Let us incentivise the counterinsurgency forces in Kashmir to get local militants to surrender. To do that, let’s pay those responsible for a surrender ten times the reward we already hand out to those who kill militants.

That was one of the more significant suggestions that came from a delegation that met the Centre’s Representative for talks in Kashmir, former Intelligence Bureau chief Dineshwar Sharma. The Representative was in Kashmir for his second visit earlier this week.

Of course, the delegation that suggested it thought it was an important point. More revealing is the fact that Sharma seemed to think so too.

Arafat, an activist, educator, and leading member of that delegation, says Sharma told them at dusk that theirs was the best interaction he had had all day. He jotted notes, and asked them to send him an e-mail repeating the exact words they had used.

This vignette is important for two reasons. First, it is an indicator of how little of concrete value regarding long-term solutions has come from the large number of delegations that have so far met Sharma during his two visits.

He has done his best. He ventured out of Srinagar this time, and even met some of the youth who are categorised as ‘former stone-pelters’. In fact, the suggestion to incentivise surrenders (of local boys) came from a delegation that met him in Anantnag, the main city of south Kashmir.

For the most part, however, delegations have apparently brought up mirco-level issues and administrative concerns. One wanted a tehsildar transferred. Several others spoke of power outages and the state of infrastructure. Some sought funds to engage with other Kashmiris.

Peace dividend

The other reason this particular suggestion is important is that each surrender or capture deflates the movement, while the movement generally gets a huge boost when a militant is killed — particularly a local boy.

For, on the one hand, such killings generate resentment and anger among his family and neighbours, especially his friends. Some of those friends are liable to pick up the killed militant’s baton by also turning to arms.

 The emotions generated at a funeral turn the fallen militant into a hero, with the sheen of a martyr for Islam, even if he lacked a heroic persona while in the field. Obviously, the death of a local boy in the prime of his youth is bound to generate more emotions than that of a Pakistani or other foreign militant.

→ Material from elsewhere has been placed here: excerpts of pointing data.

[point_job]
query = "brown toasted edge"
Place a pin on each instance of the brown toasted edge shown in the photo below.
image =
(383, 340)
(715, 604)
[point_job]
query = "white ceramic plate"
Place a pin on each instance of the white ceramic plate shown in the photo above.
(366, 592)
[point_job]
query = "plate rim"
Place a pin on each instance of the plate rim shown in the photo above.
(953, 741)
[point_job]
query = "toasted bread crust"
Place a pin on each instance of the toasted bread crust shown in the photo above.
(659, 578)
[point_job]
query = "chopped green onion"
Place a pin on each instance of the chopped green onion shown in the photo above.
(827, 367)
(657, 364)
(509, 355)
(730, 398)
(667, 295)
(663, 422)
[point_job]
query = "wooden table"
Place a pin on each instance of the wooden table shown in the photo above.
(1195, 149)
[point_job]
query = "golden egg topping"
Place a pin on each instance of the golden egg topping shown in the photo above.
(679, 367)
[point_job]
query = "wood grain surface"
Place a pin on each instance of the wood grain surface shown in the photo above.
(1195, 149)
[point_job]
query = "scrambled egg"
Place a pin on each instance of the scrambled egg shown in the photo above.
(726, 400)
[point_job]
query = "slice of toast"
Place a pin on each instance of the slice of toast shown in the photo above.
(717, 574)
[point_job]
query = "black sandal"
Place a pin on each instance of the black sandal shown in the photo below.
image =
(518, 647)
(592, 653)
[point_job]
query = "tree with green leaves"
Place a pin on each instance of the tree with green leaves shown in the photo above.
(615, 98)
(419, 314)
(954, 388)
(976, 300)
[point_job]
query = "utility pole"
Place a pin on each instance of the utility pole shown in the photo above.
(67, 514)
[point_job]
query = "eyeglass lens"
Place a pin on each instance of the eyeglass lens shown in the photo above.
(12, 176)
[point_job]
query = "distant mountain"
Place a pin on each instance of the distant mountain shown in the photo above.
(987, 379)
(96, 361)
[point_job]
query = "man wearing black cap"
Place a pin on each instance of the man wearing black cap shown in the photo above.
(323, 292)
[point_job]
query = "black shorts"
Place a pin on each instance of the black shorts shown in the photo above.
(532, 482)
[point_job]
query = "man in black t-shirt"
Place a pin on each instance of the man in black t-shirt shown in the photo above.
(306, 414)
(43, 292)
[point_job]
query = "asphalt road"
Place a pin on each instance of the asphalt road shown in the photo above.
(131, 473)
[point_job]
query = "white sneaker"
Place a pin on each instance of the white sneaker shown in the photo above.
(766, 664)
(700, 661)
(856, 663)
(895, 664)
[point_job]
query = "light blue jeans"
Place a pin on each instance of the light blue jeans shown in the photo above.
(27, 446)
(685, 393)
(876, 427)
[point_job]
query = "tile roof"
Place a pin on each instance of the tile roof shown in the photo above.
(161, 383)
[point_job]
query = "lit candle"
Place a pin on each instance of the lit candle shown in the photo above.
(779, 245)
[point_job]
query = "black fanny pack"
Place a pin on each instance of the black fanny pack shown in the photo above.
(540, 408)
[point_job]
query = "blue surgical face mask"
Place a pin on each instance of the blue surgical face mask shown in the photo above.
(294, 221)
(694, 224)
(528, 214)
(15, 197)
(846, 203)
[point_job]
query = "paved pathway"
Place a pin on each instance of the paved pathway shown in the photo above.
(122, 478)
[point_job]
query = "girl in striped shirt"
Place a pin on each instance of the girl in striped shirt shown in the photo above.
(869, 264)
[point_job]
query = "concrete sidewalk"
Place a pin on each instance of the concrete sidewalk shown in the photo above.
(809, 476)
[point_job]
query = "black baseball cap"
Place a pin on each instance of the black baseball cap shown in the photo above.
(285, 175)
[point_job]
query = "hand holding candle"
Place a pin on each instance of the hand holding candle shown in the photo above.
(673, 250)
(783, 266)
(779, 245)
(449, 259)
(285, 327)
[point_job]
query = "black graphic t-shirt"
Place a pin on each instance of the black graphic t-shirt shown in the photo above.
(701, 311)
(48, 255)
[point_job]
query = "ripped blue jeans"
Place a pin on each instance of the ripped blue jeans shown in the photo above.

Some perceptive and responsive army commanders are aware of the ills of incentivising kills rather than surrenders. For example, Lt General DS Hooda had raised the issue at a conference of army commanders when he was commander-in-chief of the northern army.

In an on the eve of his retirement in November 2016, Hooda had emphasised the need to improve the surrender policy, so that Kashmiris might find it easier to surrender.

Army commanders who have served in Kashmir in top positions have sometimes pointed out the ironic fact that officers and soldiers are offered incentives to increase the number of ‘kills’ in their operations but no incentive to achieve peace in their areas of operations.

Although the army runs a well-funded Sadbhavana programme to increase goodwill among the people in Kashmir, many officers see it as a means to increase the flow of information.

In fact, many in the forces and intelligence agencies are well aware of the fact that the flow of vast budgetary allocations and unaccounted secret funds would dry up if peace were actually achieved. So would the medals, citations, promotions, and other rewards that hinge on maximising ‘kills’.

The huge power of the police and other forces in areas that are seen as dominated by insurgency also hinges on the continuation of that image.